Honest to Betsy, I actually felt sorry for District Attorney Tony Rackauckas on this one. When the charges were refiled, causing the original case number to disappear, I received a bunch of emails from folks convinced T-Rack had pulled a fast one to let these avowed Christian Republicans skate without a public hearing. The fearmongers were wrong, of course.
Of course, the bizarre nature of the case was enough to create huge interest. The Irvine Police Department received a phone call around 1:15 p.m. on Feb. 16, 2011, from an anonymous concerned citizen who had just witnessed a woman driving erratically before pulling into an Irvine elementary-school parking lot. It was as if the lady, who walked into the school, was on something, reported the caller.
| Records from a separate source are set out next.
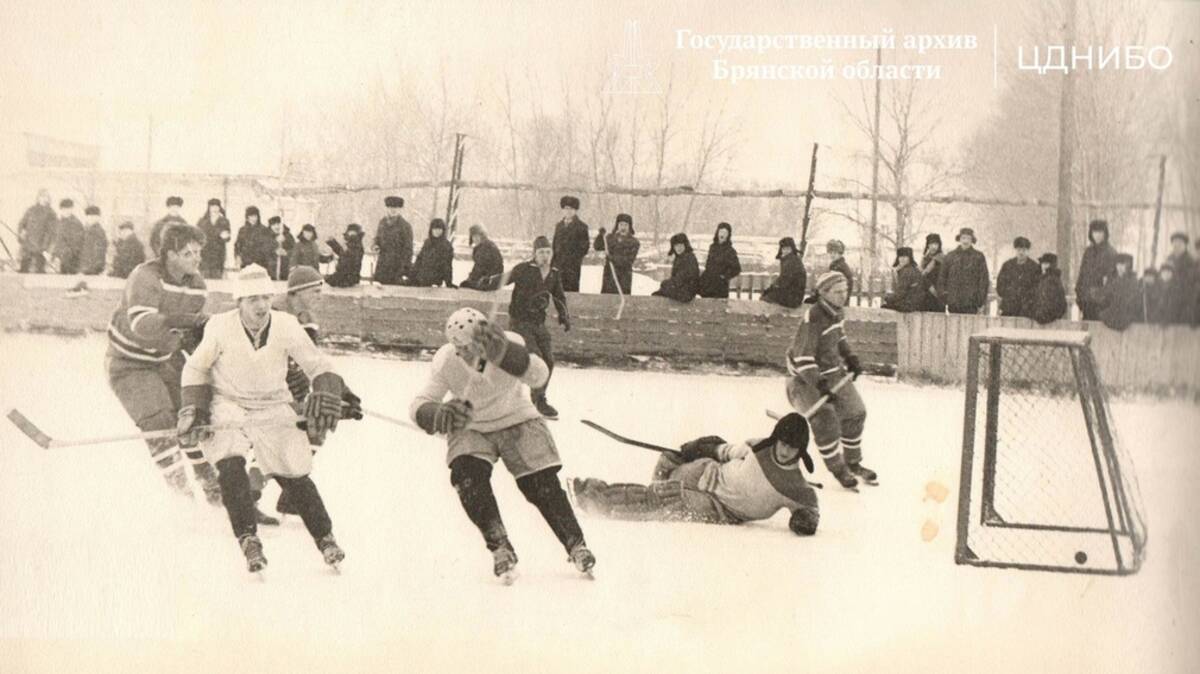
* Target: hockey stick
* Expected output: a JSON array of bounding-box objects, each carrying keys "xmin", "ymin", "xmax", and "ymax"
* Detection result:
[
  {"xmin": 361, "ymin": 407, "xmax": 425, "ymax": 434},
  {"xmin": 607, "ymin": 258, "xmax": 627, "ymax": 320},
  {"xmin": 769, "ymin": 373, "xmax": 855, "ymax": 420},
  {"xmin": 6, "ymin": 408, "xmax": 305, "ymax": 450}
]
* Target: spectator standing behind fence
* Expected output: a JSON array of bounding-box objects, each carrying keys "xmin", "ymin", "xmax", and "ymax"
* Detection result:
[
  {"xmin": 79, "ymin": 206, "xmax": 108, "ymax": 275},
  {"xmin": 919, "ymin": 233, "xmax": 945, "ymax": 312},
  {"xmin": 1075, "ymin": 219, "xmax": 1117, "ymax": 321},
  {"xmin": 595, "ymin": 213, "xmax": 639, "ymax": 295},
  {"xmin": 51, "ymin": 199, "xmax": 84, "ymax": 274},
  {"xmin": 409, "ymin": 218, "xmax": 455, "ymax": 288},
  {"xmin": 761, "ymin": 237, "xmax": 807, "ymax": 308},
  {"xmin": 652, "ymin": 233, "xmax": 700, "ymax": 302},
  {"xmin": 698, "ymin": 222, "xmax": 742, "ymax": 299},
  {"xmin": 551, "ymin": 196, "xmax": 590, "ymax": 293},
  {"xmin": 1099, "ymin": 253, "xmax": 1140, "ymax": 331},
  {"xmin": 507, "ymin": 236, "xmax": 570, "ymax": 420},
  {"xmin": 460, "ymin": 224, "xmax": 504, "ymax": 291},
  {"xmin": 939, "ymin": 227, "xmax": 990, "ymax": 314},
  {"xmin": 1031, "ymin": 253, "xmax": 1067, "ymax": 324},
  {"xmin": 196, "ymin": 198, "xmax": 230, "ymax": 279},
  {"xmin": 1166, "ymin": 232, "xmax": 1194, "ymax": 288},
  {"xmin": 292, "ymin": 224, "xmax": 329, "ymax": 272},
  {"xmin": 325, "ymin": 223, "xmax": 365, "ymax": 288},
  {"xmin": 266, "ymin": 216, "xmax": 294, "ymax": 281},
  {"xmin": 372, "ymin": 195, "xmax": 413, "ymax": 285},
  {"xmin": 17, "ymin": 188, "xmax": 56, "ymax": 273},
  {"xmin": 882, "ymin": 247, "xmax": 924, "ymax": 313},
  {"xmin": 235, "ymin": 206, "xmax": 272, "ymax": 270},
  {"xmin": 110, "ymin": 222, "xmax": 146, "ymax": 279},
  {"xmin": 826, "ymin": 239, "xmax": 855, "ymax": 299},
  {"xmin": 996, "ymin": 237, "xmax": 1039, "ymax": 318},
  {"xmin": 149, "ymin": 196, "xmax": 187, "ymax": 256},
  {"xmin": 1151, "ymin": 262, "xmax": 1189, "ymax": 325}
]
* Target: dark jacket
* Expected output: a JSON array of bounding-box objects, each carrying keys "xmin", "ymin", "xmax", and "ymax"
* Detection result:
[
  {"xmin": 1076, "ymin": 241, "xmax": 1117, "ymax": 312},
  {"xmin": 761, "ymin": 252, "xmax": 807, "ymax": 308},
  {"xmin": 79, "ymin": 223, "xmax": 109, "ymax": 275},
  {"xmin": 1099, "ymin": 273, "xmax": 1141, "ymax": 331},
  {"xmin": 829, "ymin": 257, "xmax": 855, "ymax": 298},
  {"xmin": 653, "ymin": 235, "xmax": 700, "ymax": 303},
  {"xmin": 551, "ymin": 217, "xmax": 590, "ymax": 292},
  {"xmin": 410, "ymin": 224, "xmax": 456, "ymax": 287},
  {"xmin": 1149, "ymin": 278, "xmax": 1190, "ymax": 325},
  {"xmin": 149, "ymin": 214, "xmax": 188, "ymax": 256},
  {"xmin": 110, "ymin": 235, "xmax": 147, "ymax": 279},
  {"xmin": 52, "ymin": 215, "xmax": 85, "ymax": 273},
  {"xmin": 1167, "ymin": 251, "xmax": 1195, "ymax": 286},
  {"xmin": 939, "ymin": 246, "xmax": 990, "ymax": 312},
  {"xmin": 883, "ymin": 262, "xmax": 925, "ymax": 313},
  {"xmin": 373, "ymin": 215, "xmax": 413, "ymax": 285},
  {"xmin": 196, "ymin": 212, "xmax": 230, "ymax": 277},
  {"xmin": 920, "ymin": 250, "xmax": 945, "ymax": 312},
  {"xmin": 996, "ymin": 256, "xmax": 1040, "ymax": 317},
  {"xmin": 507, "ymin": 260, "xmax": 569, "ymax": 327},
  {"xmin": 325, "ymin": 233, "xmax": 364, "ymax": 288},
  {"xmin": 1031, "ymin": 268, "xmax": 1068, "ymax": 325},
  {"xmin": 17, "ymin": 203, "xmax": 57, "ymax": 254},
  {"xmin": 595, "ymin": 229, "xmax": 640, "ymax": 295},
  {"xmin": 461, "ymin": 227, "xmax": 504, "ymax": 290},
  {"xmin": 266, "ymin": 225, "xmax": 295, "ymax": 280},
  {"xmin": 698, "ymin": 228, "xmax": 742, "ymax": 299},
  {"xmin": 235, "ymin": 222, "xmax": 274, "ymax": 270},
  {"xmin": 292, "ymin": 225, "xmax": 328, "ymax": 271}
]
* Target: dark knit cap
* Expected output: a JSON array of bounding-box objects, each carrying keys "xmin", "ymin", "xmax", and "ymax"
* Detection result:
[
  {"xmin": 1013, "ymin": 236, "xmax": 1031, "ymax": 249},
  {"xmin": 385, "ymin": 196, "xmax": 404, "ymax": 208},
  {"xmin": 533, "ymin": 235, "xmax": 552, "ymax": 251},
  {"xmin": 84, "ymin": 205, "xmax": 100, "ymax": 216},
  {"xmin": 166, "ymin": 196, "xmax": 183, "ymax": 207},
  {"xmin": 59, "ymin": 198, "xmax": 74, "ymax": 209},
  {"xmin": 560, "ymin": 195, "xmax": 580, "ymax": 210}
]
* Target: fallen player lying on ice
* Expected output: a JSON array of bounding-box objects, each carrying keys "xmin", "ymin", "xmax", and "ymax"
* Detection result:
[{"xmin": 569, "ymin": 413, "xmax": 821, "ymax": 536}]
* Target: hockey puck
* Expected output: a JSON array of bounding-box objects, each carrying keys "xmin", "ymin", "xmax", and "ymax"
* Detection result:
[{"xmin": 1074, "ymin": 551, "xmax": 1088, "ymax": 565}]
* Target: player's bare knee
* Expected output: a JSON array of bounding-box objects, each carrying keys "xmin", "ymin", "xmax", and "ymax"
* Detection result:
[{"xmin": 789, "ymin": 506, "xmax": 819, "ymax": 536}]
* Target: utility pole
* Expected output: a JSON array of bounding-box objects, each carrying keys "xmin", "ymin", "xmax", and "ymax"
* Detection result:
[
  {"xmin": 1150, "ymin": 154, "xmax": 1167, "ymax": 266},
  {"xmin": 869, "ymin": 46, "xmax": 883, "ymax": 274},
  {"xmin": 1055, "ymin": 0, "xmax": 1077, "ymax": 286}
]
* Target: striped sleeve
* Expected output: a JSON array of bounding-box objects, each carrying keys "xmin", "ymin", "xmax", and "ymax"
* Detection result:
[
  {"xmin": 125, "ymin": 267, "xmax": 167, "ymax": 341},
  {"xmin": 785, "ymin": 307, "xmax": 820, "ymax": 379}
]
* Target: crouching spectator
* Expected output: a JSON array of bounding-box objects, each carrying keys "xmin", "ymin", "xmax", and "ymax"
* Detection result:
[
  {"xmin": 882, "ymin": 247, "xmax": 924, "ymax": 313},
  {"xmin": 325, "ymin": 223, "xmax": 365, "ymax": 288},
  {"xmin": 595, "ymin": 213, "xmax": 640, "ymax": 295},
  {"xmin": 652, "ymin": 233, "xmax": 699, "ymax": 303},
  {"xmin": 697, "ymin": 222, "xmax": 741, "ymax": 299},
  {"xmin": 459, "ymin": 224, "xmax": 504, "ymax": 291},
  {"xmin": 1031, "ymin": 253, "xmax": 1067, "ymax": 324},
  {"xmin": 1099, "ymin": 253, "xmax": 1140, "ymax": 331},
  {"xmin": 409, "ymin": 218, "xmax": 456, "ymax": 288},
  {"xmin": 761, "ymin": 237, "xmax": 807, "ymax": 308}
]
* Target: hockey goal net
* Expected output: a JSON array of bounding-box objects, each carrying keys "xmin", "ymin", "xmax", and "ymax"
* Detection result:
[{"xmin": 955, "ymin": 328, "xmax": 1147, "ymax": 575}]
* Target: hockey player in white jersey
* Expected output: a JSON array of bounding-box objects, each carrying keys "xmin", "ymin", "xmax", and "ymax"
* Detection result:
[
  {"xmin": 178, "ymin": 265, "xmax": 354, "ymax": 573},
  {"xmin": 570, "ymin": 413, "xmax": 821, "ymax": 536},
  {"xmin": 410, "ymin": 307, "xmax": 595, "ymax": 583}
]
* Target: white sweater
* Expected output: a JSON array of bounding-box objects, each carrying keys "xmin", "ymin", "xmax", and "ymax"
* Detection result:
[
  {"xmin": 182, "ymin": 310, "xmax": 333, "ymax": 409},
  {"xmin": 409, "ymin": 334, "xmax": 549, "ymax": 434}
]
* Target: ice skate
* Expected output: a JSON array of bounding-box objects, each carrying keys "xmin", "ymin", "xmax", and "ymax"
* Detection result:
[
  {"xmin": 239, "ymin": 534, "xmax": 268, "ymax": 574},
  {"xmin": 534, "ymin": 397, "xmax": 559, "ymax": 420},
  {"xmin": 567, "ymin": 542, "xmax": 596, "ymax": 579},
  {"xmin": 492, "ymin": 545, "xmax": 519, "ymax": 585},
  {"xmin": 832, "ymin": 467, "xmax": 860, "ymax": 492},
  {"xmin": 316, "ymin": 533, "xmax": 345, "ymax": 571},
  {"xmin": 849, "ymin": 463, "xmax": 878, "ymax": 486}
]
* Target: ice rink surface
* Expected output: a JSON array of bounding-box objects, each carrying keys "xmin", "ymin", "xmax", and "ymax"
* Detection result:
[{"xmin": 1, "ymin": 332, "xmax": 1197, "ymax": 673}]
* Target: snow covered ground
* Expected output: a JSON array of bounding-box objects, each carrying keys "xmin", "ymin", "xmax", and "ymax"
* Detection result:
[{"xmin": 1, "ymin": 332, "xmax": 1197, "ymax": 673}]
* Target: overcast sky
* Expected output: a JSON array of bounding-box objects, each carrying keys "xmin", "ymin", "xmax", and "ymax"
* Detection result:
[{"xmin": 0, "ymin": 0, "xmax": 1192, "ymax": 185}]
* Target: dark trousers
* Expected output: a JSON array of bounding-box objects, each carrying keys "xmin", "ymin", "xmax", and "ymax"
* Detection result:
[
  {"xmin": 510, "ymin": 319, "xmax": 554, "ymax": 401},
  {"xmin": 19, "ymin": 250, "xmax": 45, "ymax": 273}
]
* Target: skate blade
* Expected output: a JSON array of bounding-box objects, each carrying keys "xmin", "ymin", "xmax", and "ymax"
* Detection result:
[
  {"xmin": 580, "ymin": 570, "xmax": 595, "ymax": 581},
  {"xmin": 498, "ymin": 569, "xmax": 518, "ymax": 586},
  {"xmin": 328, "ymin": 563, "xmax": 342, "ymax": 575},
  {"xmin": 251, "ymin": 569, "xmax": 267, "ymax": 582}
]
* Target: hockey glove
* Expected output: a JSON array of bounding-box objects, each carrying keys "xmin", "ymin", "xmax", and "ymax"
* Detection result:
[
  {"xmin": 415, "ymin": 400, "xmax": 473, "ymax": 435},
  {"xmin": 286, "ymin": 360, "xmax": 311, "ymax": 402},
  {"xmin": 474, "ymin": 320, "xmax": 510, "ymax": 364},
  {"xmin": 844, "ymin": 354, "xmax": 862, "ymax": 380},
  {"xmin": 177, "ymin": 384, "xmax": 214, "ymax": 448},
  {"xmin": 679, "ymin": 435, "xmax": 728, "ymax": 462},
  {"xmin": 340, "ymin": 388, "xmax": 363, "ymax": 421},
  {"xmin": 304, "ymin": 372, "xmax": 346, "ymax": 439},
  {"xmin": 816, "ymin": 378, "xmax": 838, "ymax": 403}
]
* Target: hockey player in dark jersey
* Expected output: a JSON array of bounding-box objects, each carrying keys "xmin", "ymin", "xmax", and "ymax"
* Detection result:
[
  {"xmin": 505, "ymin": 236, "xmax": 570, "ymax": 419},
  {"xmin": 569, "ymin": 413, "xmax": 820, "ymax": 536},
  {"xmin": 785, "ymin": 271, "xmax": 874, "ymax": 490},
  {"xmin": 105, "ymin": 224, "xmax": 221, "ymax": 502}
]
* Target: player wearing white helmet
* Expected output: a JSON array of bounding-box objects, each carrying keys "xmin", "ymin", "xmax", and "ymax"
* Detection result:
[{"xmin": 409, "ymin": 307, "xmax": 596, "ymax": 583}]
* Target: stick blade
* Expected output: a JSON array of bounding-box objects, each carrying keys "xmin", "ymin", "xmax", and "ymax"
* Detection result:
[{"xmin": 6, "ymin": 408, "xmax": 54, "ymax": 449}]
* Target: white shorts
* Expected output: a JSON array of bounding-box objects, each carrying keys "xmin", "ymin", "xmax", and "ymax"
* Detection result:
[{"xmin": 202, "ymin": 399, "xmax": 313, "ymax": 478}]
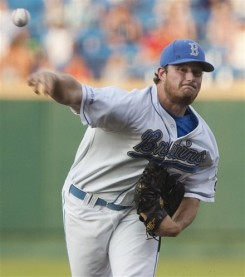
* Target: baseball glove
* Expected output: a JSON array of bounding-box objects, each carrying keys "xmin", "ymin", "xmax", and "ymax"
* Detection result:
[{"xmin": 134, "ymin": 161, "xmax": 185, "ymax": 237}]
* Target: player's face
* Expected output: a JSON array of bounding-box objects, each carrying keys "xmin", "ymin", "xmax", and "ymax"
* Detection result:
[{"xmin": 162, "ymin": 63, "xmax": 203, "ymax": 106}]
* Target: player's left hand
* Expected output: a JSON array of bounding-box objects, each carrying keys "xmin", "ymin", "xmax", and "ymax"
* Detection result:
[{"xmin": 134, "ymin": 161, "xmax": 185, "ymax": 237}]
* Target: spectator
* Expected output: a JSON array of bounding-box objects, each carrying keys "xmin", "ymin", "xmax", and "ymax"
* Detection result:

An Irvine officer arrived at the school, found the woman and got her consent to search her car, which was behind the driver's seat and in plain view displayed a bag with Vicodin, Percocet, marijuana and a recently used pot pipe.
Rather than arresting her, police obtained her consent to search her home, and after some time, it became apparent the mom had been set up. Asked who would ever do such a thing, she thought of the Easters, who had unsuccessfully sued her in Orange County civil court over punishment she had given their son while serving as a schoolyard monitor.
Further investigation revealed the call to police was made from a hotel next to Kent Easter's law office, according to authorities. He's scheduled to be tried next month.
As part of Jill Easter's plea deal, charges of conspiracy to procure the false arrest and charging of the volunteer and conspiracy to false report a crime were dismissed. She is now scheduled to finish her community service with a nonprofit that aids the disabled, but if she fails, she could have to finish her complete one-year jail stretch when she reports Dec. 27, the judge told her last week.
"It's my hope Ms. Easter turns things around," said Hoffer, according to City News Service's Paul Anderson, who also quotes her attorney, Paul Meyer, saying the plea bargain was a "very fair resolution.''
No one seemed more pleased than the woman Jill Easter hassled and the victim's attorney, Rob Marcereau.
"We're pleased Jill Easter has been found guilty of the most serious felony count she was charged with," Marcereau said. "Up until now, she has claimed innocence.''
His client and her family, who are suing the Easters in civil court, were also pleased that Jill Easter will do time behind bars "as opposed to home confinement or ankle monitoring," according to Marcereau, who added they are also pleased as punch Hoffer imposed a restraining order, preventing Irvine's mother from hell from getting near them.
UPDATE, NOV. 5, 9:19 A.M.: Prosecutors on Monday dropped felony charges against Kent Wycliffe Easter of conspiracy and false imprisonment as a matter of legal housekeeping to keep the drug-planting case against him "simple," according to the prosecutor.
Up next ...
That leaves a second count of false imprisonment against Easter, who still faces up to three years in prison with a conviction, Deputy District Attorney Chris Duff told City News Service.
Jury selection begins today.
Meanwhile, the attorney for the school volunteer who was a victim in the case against the 40-year-old Irvine man and his now-convicted wife disclosed the civil lawsuit against the Easters is on hold until the criminal complaints are resolved. That suit alleges false imprisonment, intentional infliction of emotional distress and negligent infliction of emotional distress.